That works for our test case, but as always, we need to check for potential special cases. We’ve already handled the possibility that idNum doesn’t appear in any of the records in our collection, but is there another possible issue? Looking at our test case, would anything change if we tried to delete the first or third node rather than the middle node? Testing and hand-checking shows no issues with the third (last) node. The first node, however, does cause trouble because in this situation, there is no previous node for trailing to point to. Instead, we must manipulate _listHead itself. Figure 5-3 shows the situation after the while loop ends.

Figure 5-3: The situation prior to removing the first node in the list

In this situation, we need to repoint _listHead to the former second node in the list, the one for "Ed". Let’s rewrite our method to handle the special case.

void studentCollection::removeRecord(int idNum) {
    studentNode * loopPtr = _listHead;
    studentNode * trailing = NULL;
    while (loopPtr != NULL && loopPtr->studentData.studentID() != idNum) {
        trailing = loopPtr;
        loopPtr = loopPtr->next;
    }
    if (loopPtr == NULL) return;
  ➊if (trailing == NULL) {
      ➋_listHead = _listHead->next;
    } else {
        trailing->next = loopPtr->next;
    }
    delete loopPtr;
}

As you can see, both the conditional test ➊ and the code to handle the special case ➋ are straightforward because we have carefully analyzed the situation before writing the code.

Destructor

With the three methods specified by the problem implemented, we might think that our studentCollection class is complete. However, as it stands, it has serious problems. The first is that the class lacks a destructor. This is a special method that is called when the object goes out of scope (when the function that declared the object completes).
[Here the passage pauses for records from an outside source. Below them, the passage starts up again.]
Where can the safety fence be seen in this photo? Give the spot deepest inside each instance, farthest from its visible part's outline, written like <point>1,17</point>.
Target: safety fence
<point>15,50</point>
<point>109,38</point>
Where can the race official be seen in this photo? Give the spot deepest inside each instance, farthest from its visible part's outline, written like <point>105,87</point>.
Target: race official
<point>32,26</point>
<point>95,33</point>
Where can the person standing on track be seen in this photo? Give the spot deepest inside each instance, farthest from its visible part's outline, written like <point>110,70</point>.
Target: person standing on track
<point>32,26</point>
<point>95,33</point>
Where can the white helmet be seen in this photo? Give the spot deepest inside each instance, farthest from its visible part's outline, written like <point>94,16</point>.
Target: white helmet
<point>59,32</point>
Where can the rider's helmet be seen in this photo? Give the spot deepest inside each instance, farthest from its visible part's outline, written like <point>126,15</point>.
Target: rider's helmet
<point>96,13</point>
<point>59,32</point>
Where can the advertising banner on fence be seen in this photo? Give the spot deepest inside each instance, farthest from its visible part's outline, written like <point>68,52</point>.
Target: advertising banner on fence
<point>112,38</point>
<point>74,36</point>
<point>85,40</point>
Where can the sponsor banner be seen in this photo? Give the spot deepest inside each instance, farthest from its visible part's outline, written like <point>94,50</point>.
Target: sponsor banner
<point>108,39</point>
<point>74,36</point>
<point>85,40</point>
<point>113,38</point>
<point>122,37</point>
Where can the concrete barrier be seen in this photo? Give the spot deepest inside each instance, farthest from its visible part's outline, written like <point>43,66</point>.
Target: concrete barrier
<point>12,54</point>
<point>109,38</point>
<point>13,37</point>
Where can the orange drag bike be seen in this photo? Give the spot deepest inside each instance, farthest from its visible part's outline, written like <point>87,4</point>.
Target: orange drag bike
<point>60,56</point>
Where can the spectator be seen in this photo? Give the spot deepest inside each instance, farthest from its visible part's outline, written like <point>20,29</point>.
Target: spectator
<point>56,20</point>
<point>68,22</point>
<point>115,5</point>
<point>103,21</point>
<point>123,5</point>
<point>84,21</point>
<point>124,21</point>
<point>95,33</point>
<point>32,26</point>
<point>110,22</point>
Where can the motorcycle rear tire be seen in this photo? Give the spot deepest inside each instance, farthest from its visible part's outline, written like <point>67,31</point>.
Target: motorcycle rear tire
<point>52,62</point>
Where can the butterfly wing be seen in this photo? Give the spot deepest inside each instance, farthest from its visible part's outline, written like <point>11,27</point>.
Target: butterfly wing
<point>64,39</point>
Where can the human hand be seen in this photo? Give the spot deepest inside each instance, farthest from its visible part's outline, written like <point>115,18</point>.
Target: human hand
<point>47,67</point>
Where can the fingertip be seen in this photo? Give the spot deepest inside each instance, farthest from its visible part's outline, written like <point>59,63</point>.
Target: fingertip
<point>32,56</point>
When a class has no dynamic data, it typically doesn’t need a destructor, but if you have the former, you definitely need the latter. Remember that we have to delete everything we have allocated with new to avoid memory leaks. If an object of our studentCollection class has three nodes, each of those nodes needs to be deallocated. Fortunately, this is not too difficult. We just need to traverse our linked list, deleting as we go. Instead of doing this directly, though, let’s write a helper method that deletes all the nodes in a studentList. In the private section of our class, we add the declaration:

void deleteList(studentList &listPtr);

The code for the method itself would be:

void studentCollection::deleteList(studentList &listPtr) {
    while (listPtr != NULL) {
        ➊studentNode * temp = listPtr;
        ➋listPtr = listPtr->next;
        ➌delete temp;
    }
}

The traversal copies the pointer to the current node to a temporary variable ➊, advances the current node pointer ➋, and then deletes the node pointed to by the temporary variable ➌. With this code in place, we can code the destructor very simply. First, we add the destructor to the public section of our class declaration:

~studentCollection();

Note that like a constructor, the destructor is specified using the name of the class, and there is no return type. The tilde before the name distinguishes the destructor from the constructors. The implementation is as follows:

studentCollection::~studentCollection() {
deleteList(_listHead);
}

The code in these methods is straightforward, but it’s important to test the destructor. Although a poorly written destructor could crash your program, many destructor problems don’t result in crashes, only memory leaks, or worse, inexplicable program behavior. Therefore, it’s important to test the destructor using your development environment’s debugger so that you can see that the destructor is actually calling delete on each node.

Deep Copy

Another serious problem remains. Back in Chapter 4, we briefly discussed the concept of cross-linking, where two pointer variables had the same value. Even though the variables themselves were distinct, they pointed to the same data structure; therefore, modifying the structure of one variable modified them both. This problem can easily occur with classes that incorporate dynamically allocated memory. To see why this can be such a problem, consider the following elementary C++ code sequence:

   int x = 10;
   int y = 15;
   x = y;
➊ x = 5;

Suppose I asked you what effect the last statement ➊ had on the value of the variable y. You would probably wonder whether I had misspoken. The last statement wouldn’t have any effect on y at all, only x. But now consider this:

   studentCollection s1;
   studentCollection s2;
   studentRecord r1(85, 99837, "John");
   s2.addRecord(r1);
   studentRecord r2(77, 4765, "Elsie");
   s2.addRecord(r2);
➊ s1 = s2;
➋ s2.removeRecord(99837);

Suppose I ask you what effect the last statement ➋ had on s1. Unfortunately, it does have an effect. Although s1 and s2 are two different objects, they are no longer entirely separate objects. By default, when one object is assigned to another, as we assign s2 to s1 here ➊, C++ performs what is known as a shallow copy. In a shallow copy, each data member of one object is directly assigned to the other. So if _listHead, our only data member, were public, s1 = s2 would be the same as s1._listHead = s2._listHead. This leaves the _listHead data member of both objects pointing at the same place in memory: the node for "Elsie", which points at the other node, the one for "John". Therefore, when the node for "John" is removed, it’s apparently removed from two lists because there is actually only one list. Figure 5-4 shows the situation at the end of the code.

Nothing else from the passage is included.